Julia finds that she can move her eyes to focus on the woman as she sits between Quentin and herself, but the rest of her body is locked tight. She can’t breathe, but it doesn’t seem to matter – there’s none of the panic that comes from suffocation. Mixed blessings. Jane purses her lips and looks at each of them in turn. There’s nothing in her manner to suggest that frozen time is anything out of the ordinary. They might as well be having tea.
“We have such a terribly limited amount of time to train you all before we arrive back at the Beast’s door.” There’s a note of sadness in Jane’s voice and then, an audible sigh. “Maybe the time has finally come to look further afield for how best to prepare you all for the inevitable.”
“It’s probably a bad idea to remove all of you from Brakebills at the same time,” Jane muses. “Perhaps an infusion of street magic is just what we need to shake things up a bit. I’m probably relying too much on Ivy education to do all the work, but maybe we add a bit of adversity into the mix…” She pauses for a moment, lost in thought, completely ignoring the panicked, pleading look in Quentin’s eyes. “You’re obviously the best candidate for a first try, Julia. I’m quite certain you’ll land on your feet. Quentin… Eliot… Penny – I don’t know that they’ll be able to truly blossom amongst the hedges, as you undoubtedly will. And if it doesn’t work, well, you’ll have laid the groundwork for others to join you the next time we try.”
“Besides,” she continues, “your relationship needs a little shaking up I think. You two are far too dependent on each other. ‘Joined at the hip’ indeed. Both of you need some space I think, some time to wander off the garden path a bit. Quentin in particular, you’re much too willing to run straight at your doom, ready to play the hero. Why don’t we see what you can do without Julia there to prop you up, mm?”
Jane stands and pulls at her blouse to straighten it. Brushes imaginary lint or dust from her thick grey pencil skirt. Neatly pushes her chair under the table. Moments seem to stretch to hours as they sit frozen. Julia looks at Quentin, memorizing his face, but his eyes never meet hers. He’s too busy staring at Jane, begging her with his eyes.
She reaches into the slim brown bag at her side and there it is: the watch.
Jane looks down at them, each in turn. “Don’t look so glum, you two. I have every faith in Julia’s ability to work things out. After all, you’ve been smart enough to figure out the time loops three times so far.
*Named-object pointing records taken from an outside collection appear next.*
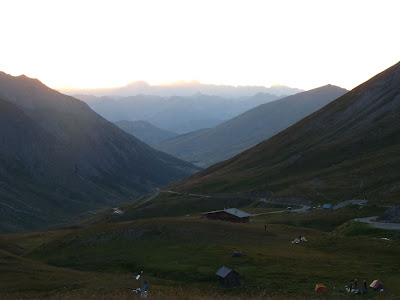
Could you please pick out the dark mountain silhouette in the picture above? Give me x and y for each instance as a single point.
(59, 159)
(347, 150)
(177, 114)
(207, 147)
(145, 131)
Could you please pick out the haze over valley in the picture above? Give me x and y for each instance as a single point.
(199, 150)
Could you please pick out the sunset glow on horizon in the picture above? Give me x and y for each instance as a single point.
(302, 44)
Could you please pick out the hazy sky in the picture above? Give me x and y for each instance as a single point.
(302, 44)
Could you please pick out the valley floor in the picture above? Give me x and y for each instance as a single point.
(180, 254)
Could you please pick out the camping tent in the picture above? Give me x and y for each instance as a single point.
(377, 285)
(320, 288)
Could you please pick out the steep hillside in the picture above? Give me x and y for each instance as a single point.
(59, 159)
(176, 113)
(224, 141)
(145, 131)
(348, 149)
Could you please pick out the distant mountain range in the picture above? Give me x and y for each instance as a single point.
(59, 159)
(145, 131)
(184, 89)
(349, 149)
(209, 146)
(177, 113)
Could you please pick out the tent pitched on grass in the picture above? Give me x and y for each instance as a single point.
(320, 288)
(377, 285)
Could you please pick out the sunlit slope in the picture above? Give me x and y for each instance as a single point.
(348, 149)
(210, 146)
(59, 159)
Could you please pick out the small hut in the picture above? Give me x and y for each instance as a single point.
(230, 215)
(377, 285)
(228, 277)
(327, 206)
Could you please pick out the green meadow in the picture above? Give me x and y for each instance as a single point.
(180, 254)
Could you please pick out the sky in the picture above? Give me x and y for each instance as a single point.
(303, 44)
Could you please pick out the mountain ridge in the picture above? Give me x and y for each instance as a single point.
(350, 147)
(235, 135)
(70, 161)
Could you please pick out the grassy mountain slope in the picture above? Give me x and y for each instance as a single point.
(207, 147)
(145, 131)
(185, 252)
(59, 159)
(348, 149)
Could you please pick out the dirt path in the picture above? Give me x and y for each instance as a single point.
(371, 221)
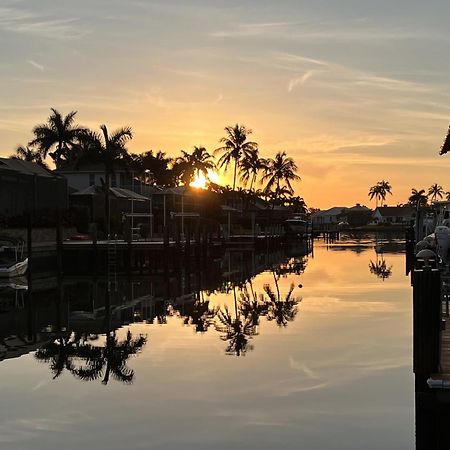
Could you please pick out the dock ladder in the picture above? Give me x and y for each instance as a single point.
(112, 262)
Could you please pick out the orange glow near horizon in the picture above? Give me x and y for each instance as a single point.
(201, 180)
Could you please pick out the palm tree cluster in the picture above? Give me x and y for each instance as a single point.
(419, 198)
(379, 191)
(67, 143)
(85, 361)
(238, 327)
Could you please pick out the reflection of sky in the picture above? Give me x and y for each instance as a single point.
(349, 88)
(338, 377)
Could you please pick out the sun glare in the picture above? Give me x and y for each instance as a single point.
(201, 180)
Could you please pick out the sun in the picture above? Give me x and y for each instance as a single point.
(201, 180)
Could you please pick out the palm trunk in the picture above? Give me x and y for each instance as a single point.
(107, 205)
(251, 182)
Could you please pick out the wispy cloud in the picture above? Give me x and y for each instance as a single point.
(36, 65)
(27, 22)
(253, 29)
(299, 81)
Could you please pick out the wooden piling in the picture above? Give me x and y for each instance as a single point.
(426, 320)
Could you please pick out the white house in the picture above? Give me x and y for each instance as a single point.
(396, 215)
(82, 176)
(327, 218)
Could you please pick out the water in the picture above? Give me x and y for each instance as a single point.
(329, 369)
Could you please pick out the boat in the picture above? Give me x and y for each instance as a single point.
(12, 261)
(298, 225)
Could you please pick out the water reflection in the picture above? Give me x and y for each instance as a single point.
(239, 325)
(380, 269)
(75, 324)
(338, 360)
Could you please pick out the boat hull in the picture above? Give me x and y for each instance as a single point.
(14, 270)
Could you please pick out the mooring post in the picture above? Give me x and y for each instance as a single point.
(426, 320)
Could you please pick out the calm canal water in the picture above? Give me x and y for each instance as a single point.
(246, 365)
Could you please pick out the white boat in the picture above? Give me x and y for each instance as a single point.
(12, 262)
(298, 225)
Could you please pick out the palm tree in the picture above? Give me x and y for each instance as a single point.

And the Carmichael’s line was a genius little trick. I knew it was there, of course, almost as soon as you cast it – Carmichael’s leaks like a sieve if you know where to look, and with the way things are, I’m always looking. But still, excellent use of a spell outside it’s intended purpose. I only wish you’d put all that brain power to use getting ready for the real confrontation,” she sighs, and waves a hand through the air. “Doesn’t matter now, I suppose. I thought it best to allow you both some time to discuss, rather than just resetting things straight away. I confess, I was curious to see if you’d have any useful critiques of my techniques, but…” Her eyes fall away from them. “Anyway, enough chitchat, we’ve got a long road ahead of us, and Beasts to slay before we sleep.”
Jane hums quietly to herself as she fiddles with the watch, positioning the dials and gears just so, before setting the timepiece on the table. She takes a deep breath and begins to move through the complex fingering of the spell, hands fluttering like birds above the watch.
“There is one thing you got wrong, Julia. I never send any of you die. I want nothing more than for you all to emerge victorious,” Jane says, face broadening into a smile. First it’s just a quirk of the lips, but it grows into a bright flash of teeth. “The unfortunate truth is, all of you keep mucking everything up. Do try harder this time, won’t you?”
Quentin finally tears his eyes from Jane to meet Julia’s across the table. They watch each other as the world fades to grey.